Four laps of the Spa-Francorchamps circuit were completed behind the Safety Car overall, in an attempt to restart the race, but the conditions were deemed too dangerous for racing.
Half points were awarded as Hamilton and Russell finished on the podium, behind Max Verstappen, because of their qualifying performances.
"There was aquaplaning into [Turn] 5," Hamilton told RacingNews365.com and other select members of the press. "I couldn't go flat out down the straight because I had no idea where George was, whether he was braking, to get a gap to the guy, because he can't see the car ahead of him.

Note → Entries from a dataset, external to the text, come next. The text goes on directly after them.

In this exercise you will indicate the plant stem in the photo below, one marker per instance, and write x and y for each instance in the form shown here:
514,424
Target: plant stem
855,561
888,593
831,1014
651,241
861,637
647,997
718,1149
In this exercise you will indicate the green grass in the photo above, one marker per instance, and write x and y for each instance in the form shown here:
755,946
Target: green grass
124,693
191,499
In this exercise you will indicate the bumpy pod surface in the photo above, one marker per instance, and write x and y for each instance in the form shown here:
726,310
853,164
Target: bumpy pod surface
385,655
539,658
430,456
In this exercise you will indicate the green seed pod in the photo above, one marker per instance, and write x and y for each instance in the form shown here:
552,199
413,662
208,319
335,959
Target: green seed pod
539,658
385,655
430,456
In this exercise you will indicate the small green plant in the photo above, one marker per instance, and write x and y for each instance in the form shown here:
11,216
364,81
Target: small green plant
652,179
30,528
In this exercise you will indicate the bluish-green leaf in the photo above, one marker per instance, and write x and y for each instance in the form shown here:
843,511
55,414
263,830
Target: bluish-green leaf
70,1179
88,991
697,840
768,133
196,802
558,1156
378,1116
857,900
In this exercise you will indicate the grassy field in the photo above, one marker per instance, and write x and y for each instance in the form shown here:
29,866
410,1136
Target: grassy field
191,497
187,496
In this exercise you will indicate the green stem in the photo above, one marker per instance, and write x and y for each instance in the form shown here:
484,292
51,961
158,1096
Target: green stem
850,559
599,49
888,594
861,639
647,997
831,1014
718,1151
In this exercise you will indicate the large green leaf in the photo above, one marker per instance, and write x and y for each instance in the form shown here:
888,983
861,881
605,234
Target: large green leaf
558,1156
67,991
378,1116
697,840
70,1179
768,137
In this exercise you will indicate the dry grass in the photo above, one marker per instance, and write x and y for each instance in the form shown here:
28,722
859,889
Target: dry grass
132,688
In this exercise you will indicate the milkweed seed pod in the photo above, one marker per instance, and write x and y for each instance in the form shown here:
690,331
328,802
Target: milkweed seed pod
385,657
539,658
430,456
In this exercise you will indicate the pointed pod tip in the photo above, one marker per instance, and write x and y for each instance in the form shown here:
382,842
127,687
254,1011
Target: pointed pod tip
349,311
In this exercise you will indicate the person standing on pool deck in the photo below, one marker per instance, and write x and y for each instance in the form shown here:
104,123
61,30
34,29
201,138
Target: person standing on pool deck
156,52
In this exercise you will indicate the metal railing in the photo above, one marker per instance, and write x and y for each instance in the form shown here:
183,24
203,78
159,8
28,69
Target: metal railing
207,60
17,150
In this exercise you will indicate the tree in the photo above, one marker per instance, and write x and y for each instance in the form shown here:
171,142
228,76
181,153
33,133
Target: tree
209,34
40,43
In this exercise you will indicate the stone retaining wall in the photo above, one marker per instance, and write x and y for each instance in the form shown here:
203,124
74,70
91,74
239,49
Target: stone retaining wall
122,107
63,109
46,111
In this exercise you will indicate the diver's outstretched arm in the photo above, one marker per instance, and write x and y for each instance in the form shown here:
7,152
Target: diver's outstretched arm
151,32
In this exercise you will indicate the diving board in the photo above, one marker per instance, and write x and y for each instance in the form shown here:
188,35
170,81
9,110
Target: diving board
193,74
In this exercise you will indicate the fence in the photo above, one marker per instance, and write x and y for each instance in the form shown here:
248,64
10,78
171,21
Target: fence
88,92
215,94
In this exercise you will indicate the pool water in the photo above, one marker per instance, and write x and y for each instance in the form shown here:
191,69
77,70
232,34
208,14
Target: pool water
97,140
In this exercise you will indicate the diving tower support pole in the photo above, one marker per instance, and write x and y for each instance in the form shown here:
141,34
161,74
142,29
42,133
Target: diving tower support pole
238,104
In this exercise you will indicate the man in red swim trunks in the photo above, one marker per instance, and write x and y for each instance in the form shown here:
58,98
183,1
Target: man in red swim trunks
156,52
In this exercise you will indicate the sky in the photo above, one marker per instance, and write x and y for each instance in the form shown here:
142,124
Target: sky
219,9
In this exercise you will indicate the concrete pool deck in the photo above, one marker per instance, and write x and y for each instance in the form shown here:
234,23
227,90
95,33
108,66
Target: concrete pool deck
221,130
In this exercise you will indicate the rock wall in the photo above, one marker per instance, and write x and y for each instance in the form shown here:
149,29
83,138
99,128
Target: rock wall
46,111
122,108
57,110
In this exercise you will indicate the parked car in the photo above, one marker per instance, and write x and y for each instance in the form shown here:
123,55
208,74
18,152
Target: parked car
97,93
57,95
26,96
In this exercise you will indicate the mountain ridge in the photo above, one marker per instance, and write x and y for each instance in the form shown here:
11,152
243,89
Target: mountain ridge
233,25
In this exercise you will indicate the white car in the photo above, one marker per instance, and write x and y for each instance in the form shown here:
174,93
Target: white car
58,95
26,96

"There were moments where I was like, 'I'm slowing down', because I can't see where they are, and who knows where the car is behind me [is].
"Then Eau Rouge was pretty tricky and I guess really the worst thing would be if we had a crash, like we saw on Saturday with Lando [Norris], and you come up that hill, you wouldn't be able to see if there was a driver in the middle of the road.
"There definitely was, unfortunately, no moment that we could race. Maybe in the morning, I think there was less rain in the morning."
Russell, who started on the front row for the first time in his Williams F1 career after an extraordinary Q3 lap, says he "might as well have had his eyes closed" when asked how poor the visibility was.
Similarly to race-winner Verstappen, he also questioned whether the race could have started earlier to avoid the worst of the wet weather.
"Coming out of Turn 1, all the way up through Eau Rouge and into Turn 5, I felt like as soon as we were over probably 200km/h that [the] spray was just too drastic, and I had absolutely no idea where Max was," explained Russell.
"It was probably more concerning for drivers behind me because they can't see me as well and I rarely got full throttle down the straights, and you were just losing tyre temperature as well.
"The laps behind the Safety Car and everything, one after another, was just making it impossible out there. We may as well have been driving up the straight with our eyes closed at points because that's how it would have been had the race started.
"It would have been chaos, so we made the right call to not race from three o'clock onwards. Whether we could have pushed it forward, pre-empting this weather – who knows?"